Acer has launched a firmware replace to deal with a safety vulnerability that may very well be probably weaponized to show off UEFI Secure Boot on affected machines.
Tracked as CVE-2022-4020, the high-severity vulnerability impacts 5 totally different fashions that include Aspire A315-22, A115-21, and A315-22G, and Extensa EX215-21 and EX215-21G.
The PC maker described the vulnerability as a problem that “could enable adjustments to Secure Boot settings by creating NVRAM variables.” Credited with discovering the flaw is ESET researcher Martin Smolár, who beforehand disclosed related bugs in Lenovo computer systems.

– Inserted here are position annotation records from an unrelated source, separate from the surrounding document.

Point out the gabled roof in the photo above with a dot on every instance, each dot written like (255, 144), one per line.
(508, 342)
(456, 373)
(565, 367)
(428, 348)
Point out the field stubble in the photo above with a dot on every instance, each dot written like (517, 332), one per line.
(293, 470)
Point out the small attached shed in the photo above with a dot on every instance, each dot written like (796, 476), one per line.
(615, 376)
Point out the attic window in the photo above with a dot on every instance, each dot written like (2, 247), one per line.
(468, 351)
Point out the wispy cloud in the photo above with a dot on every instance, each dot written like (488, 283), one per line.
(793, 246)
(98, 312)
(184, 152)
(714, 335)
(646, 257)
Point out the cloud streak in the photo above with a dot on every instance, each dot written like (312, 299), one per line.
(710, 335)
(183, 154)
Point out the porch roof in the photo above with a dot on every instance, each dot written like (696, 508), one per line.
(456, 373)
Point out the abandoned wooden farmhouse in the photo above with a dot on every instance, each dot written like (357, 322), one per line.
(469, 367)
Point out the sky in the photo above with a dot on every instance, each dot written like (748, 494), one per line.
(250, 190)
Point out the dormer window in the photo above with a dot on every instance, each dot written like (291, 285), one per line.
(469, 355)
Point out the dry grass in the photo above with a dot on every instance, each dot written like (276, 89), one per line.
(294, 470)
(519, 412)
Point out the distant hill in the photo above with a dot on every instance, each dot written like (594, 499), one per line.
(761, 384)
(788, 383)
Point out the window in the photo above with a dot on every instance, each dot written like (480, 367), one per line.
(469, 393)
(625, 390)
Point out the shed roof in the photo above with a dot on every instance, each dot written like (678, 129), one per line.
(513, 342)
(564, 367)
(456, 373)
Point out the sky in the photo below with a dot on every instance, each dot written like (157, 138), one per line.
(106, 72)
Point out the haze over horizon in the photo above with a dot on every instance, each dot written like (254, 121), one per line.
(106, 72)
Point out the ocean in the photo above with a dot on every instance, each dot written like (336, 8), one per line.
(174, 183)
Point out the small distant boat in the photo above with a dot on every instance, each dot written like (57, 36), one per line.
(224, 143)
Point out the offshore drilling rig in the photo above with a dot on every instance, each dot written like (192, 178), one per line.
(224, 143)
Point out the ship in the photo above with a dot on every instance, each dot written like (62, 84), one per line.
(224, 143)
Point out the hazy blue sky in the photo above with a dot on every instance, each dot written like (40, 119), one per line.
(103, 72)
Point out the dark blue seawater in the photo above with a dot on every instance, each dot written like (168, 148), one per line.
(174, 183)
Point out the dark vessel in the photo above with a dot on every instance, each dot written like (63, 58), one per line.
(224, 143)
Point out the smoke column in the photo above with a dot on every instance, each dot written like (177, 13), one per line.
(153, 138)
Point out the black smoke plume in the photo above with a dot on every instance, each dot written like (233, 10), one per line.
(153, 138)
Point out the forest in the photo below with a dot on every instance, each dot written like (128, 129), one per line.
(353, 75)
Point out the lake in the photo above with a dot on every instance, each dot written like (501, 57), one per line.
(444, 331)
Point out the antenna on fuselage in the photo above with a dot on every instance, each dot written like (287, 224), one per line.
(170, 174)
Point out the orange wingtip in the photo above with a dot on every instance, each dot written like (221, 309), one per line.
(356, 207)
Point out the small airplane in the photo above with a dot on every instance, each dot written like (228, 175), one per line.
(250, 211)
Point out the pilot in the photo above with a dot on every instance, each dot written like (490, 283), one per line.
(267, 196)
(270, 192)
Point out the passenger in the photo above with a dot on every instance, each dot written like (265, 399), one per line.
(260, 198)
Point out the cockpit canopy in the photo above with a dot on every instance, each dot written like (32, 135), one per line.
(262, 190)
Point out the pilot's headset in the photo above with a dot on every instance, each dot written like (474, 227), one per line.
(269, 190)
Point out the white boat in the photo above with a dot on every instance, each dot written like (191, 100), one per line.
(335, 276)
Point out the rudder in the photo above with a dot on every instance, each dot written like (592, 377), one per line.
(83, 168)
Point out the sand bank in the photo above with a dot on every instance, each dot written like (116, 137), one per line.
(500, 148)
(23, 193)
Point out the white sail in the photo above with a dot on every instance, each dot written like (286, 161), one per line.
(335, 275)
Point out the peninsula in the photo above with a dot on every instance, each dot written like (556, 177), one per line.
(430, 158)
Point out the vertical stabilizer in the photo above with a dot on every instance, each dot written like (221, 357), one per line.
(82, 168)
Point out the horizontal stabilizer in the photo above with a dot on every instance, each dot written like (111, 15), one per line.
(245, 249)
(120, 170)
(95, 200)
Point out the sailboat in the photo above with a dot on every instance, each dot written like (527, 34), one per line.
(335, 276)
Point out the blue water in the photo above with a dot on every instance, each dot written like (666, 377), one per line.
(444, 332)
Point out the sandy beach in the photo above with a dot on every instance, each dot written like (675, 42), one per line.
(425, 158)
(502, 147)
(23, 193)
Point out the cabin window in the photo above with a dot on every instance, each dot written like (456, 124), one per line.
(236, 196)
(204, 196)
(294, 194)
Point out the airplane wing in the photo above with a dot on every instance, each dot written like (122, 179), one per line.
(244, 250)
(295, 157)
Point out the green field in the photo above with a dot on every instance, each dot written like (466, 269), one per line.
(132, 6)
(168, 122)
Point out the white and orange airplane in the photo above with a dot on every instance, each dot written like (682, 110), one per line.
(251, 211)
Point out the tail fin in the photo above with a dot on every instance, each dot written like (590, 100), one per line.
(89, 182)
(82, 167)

Disabling Secure Boot, an integrity mechanism that ensures that solely trusted software program is loaded throughout system startup, permits a malicious actor to tamper with boot loaders, resulting in extreme penalties.
This consists of granting the attacker full management over the working system loading course of in addition to “disable or bypass protections to silently deploy their very own payloads with the system privileges.”
Per the Slovak cybersecurity firm, the flaw resides in a DXE driver referred to as HQSwSmiDxe.
The BIOS replace is predicted to be launched as a part of a vital Windows replace. Alternatively, customers can obtain the fixes from Acer’s Support portal.